O autor considera ainda relevante o facto de nenhum dos teoremas apresentados ter a mínima importância prática. Tal não interfere, no entanto, na sua indiscutível seriedade. Na verdade, uma coisa é a Matemática pura, outra a matemática aplicada. Por exemplo, na geometria pura existem várias geometrias. Cada uma delas é um modelo matemático de uma secção da realidade. Contudo, nenhuma delas é uma representação da realidade espacio-temporal em que estamos inseridos. Segundo o ponto de vista de um matemático puro, as geometrias puras são independentes de qualquer pormenor do mundo físico. Pelo contrário, o geómetra aplicado e o físico-matemático têm um outro ponto de vista. Para estes, a geometria mais importante é a que melhor se adequa ao “facto” do mundo físico que estão a estudar.

Na parte final do texto, Hardy apresenta uma breve autobiografia em que procura descrever a origem do seu interesse pela matemática. Enquanto rapaz, não se lembra de ter sentido qualquer paixão pela Matemática. No entanto, o veredicto dos mais velhos apontava para as suas capacidades específicas nesse campo. Porém, ao decidir seguir matemática só pensava em termos de exames e de bolsas e em ser melhor do que os outros rapazes. E a carreira matemática pareceu-lhe uma boa forma de o conseguir.

O ponto decisivo na sua vida de matemático foi o contacto com Professor Love. Foi com ele que Hardy percebeu o que era a Análise. O seu conselho para ler o Cours d’Analyse, de Jordan, terá sido precioso. Depois dessa leitura, o seu percurso foi o de um verdadeiro matemático com sólidas ambições matemáticas e uma paixão genuína pela Matemática.

Fazendo o balanço retrospectivo da sua obra, Hardy declara saber que não escreveu muita coisa importante. O seu melhor trabalho resultou da ligação com Ramanujan e Littlewood. A sua associação com eles foi  o acontecimento decisivo da sua vida matemática. Desde então o seu trabalho tem vindo a deteriorar-se. Tal é a condição vulgar dos matemáticos. Ao envelhecerem, a sua vida matemática está terminada.

Hardy afirma ainda que teve as compensações que lhe eram devidas e que ocupou cargos confortáveis e prestigiantes. Confessa que detestava ensinar e que teve a sorte de, no que se refere ao ensino, o seu trabalho ter estado quase inteiramente ligado à supervisão de pesquisas. Recorda que apreciava dar palestras e considera que a grande e permanente alegria na sua vida foi a investigação. Nesse sentido refere uma vez mais a sua ligação com Ramanujan e Littlewood, ligação através da qual conseguiu acrescentar à Matemática mais do que alguma vez poderia esperar.
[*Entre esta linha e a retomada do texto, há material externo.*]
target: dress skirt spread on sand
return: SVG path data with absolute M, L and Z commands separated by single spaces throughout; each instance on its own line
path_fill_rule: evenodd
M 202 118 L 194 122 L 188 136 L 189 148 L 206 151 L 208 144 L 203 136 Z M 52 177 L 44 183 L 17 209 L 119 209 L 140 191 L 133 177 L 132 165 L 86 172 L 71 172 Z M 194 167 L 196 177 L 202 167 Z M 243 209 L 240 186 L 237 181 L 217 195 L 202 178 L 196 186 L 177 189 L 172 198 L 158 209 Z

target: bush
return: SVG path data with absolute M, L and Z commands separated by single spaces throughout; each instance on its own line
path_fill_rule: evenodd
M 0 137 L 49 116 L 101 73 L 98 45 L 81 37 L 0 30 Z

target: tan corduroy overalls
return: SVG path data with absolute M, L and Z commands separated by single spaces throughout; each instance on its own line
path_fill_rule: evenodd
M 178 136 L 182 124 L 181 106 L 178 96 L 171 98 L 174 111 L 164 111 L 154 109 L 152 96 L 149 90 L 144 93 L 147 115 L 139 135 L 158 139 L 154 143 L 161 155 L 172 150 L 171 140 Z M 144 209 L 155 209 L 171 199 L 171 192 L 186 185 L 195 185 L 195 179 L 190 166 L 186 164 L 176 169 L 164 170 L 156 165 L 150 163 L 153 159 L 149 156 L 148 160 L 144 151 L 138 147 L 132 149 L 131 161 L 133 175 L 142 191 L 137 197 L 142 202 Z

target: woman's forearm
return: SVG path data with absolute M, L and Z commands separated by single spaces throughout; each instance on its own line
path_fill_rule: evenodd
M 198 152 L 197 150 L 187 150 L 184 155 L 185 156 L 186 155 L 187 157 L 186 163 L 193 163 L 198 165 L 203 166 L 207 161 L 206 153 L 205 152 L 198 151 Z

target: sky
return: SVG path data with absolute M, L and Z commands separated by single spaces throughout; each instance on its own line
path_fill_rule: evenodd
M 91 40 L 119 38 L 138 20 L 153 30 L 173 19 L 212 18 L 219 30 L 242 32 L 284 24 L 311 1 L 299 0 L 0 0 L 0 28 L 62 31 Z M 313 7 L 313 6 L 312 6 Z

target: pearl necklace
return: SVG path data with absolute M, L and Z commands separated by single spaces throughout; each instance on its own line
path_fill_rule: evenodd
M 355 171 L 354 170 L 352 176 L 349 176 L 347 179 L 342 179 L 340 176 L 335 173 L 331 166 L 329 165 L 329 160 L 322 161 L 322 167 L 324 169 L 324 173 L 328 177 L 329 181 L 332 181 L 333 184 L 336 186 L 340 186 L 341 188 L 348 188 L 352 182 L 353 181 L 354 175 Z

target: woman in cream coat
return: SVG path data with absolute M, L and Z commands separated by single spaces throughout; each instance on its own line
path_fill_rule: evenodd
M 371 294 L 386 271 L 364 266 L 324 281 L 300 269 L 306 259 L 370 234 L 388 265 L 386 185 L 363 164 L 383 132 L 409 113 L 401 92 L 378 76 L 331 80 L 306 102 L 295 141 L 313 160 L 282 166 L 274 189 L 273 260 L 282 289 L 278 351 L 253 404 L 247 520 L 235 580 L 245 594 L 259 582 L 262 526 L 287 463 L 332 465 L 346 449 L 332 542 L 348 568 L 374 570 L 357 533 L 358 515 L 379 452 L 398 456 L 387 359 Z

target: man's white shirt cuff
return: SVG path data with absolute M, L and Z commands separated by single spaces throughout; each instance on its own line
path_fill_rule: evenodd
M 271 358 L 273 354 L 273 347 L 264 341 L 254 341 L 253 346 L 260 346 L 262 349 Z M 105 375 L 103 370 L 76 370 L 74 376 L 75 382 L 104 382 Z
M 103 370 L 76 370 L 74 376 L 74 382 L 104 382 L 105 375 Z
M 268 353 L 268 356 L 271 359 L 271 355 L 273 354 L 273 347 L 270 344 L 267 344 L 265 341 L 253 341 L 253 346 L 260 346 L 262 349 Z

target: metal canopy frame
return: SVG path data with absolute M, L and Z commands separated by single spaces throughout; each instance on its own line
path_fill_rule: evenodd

Numa tocante síntese final, Hardy declara que nunca ter feito nada de “útil”. Na sua opinião, nenhuma das suas descobertas "fez, nem é provável que venha a fazer, directa ou indirectamente, para o bem ou para o mal, a menor diferença na amenidade do mundo". A sua única oportunidade de escapar a um veredicto de completa trivialidade é considerar que criou algo que valesse a pena ser criado. Algo que, por muito pequeno, possa ter introduzido uma ligeira mudança de grau, que não de qualidade, nas criações dos grandes matemáticos.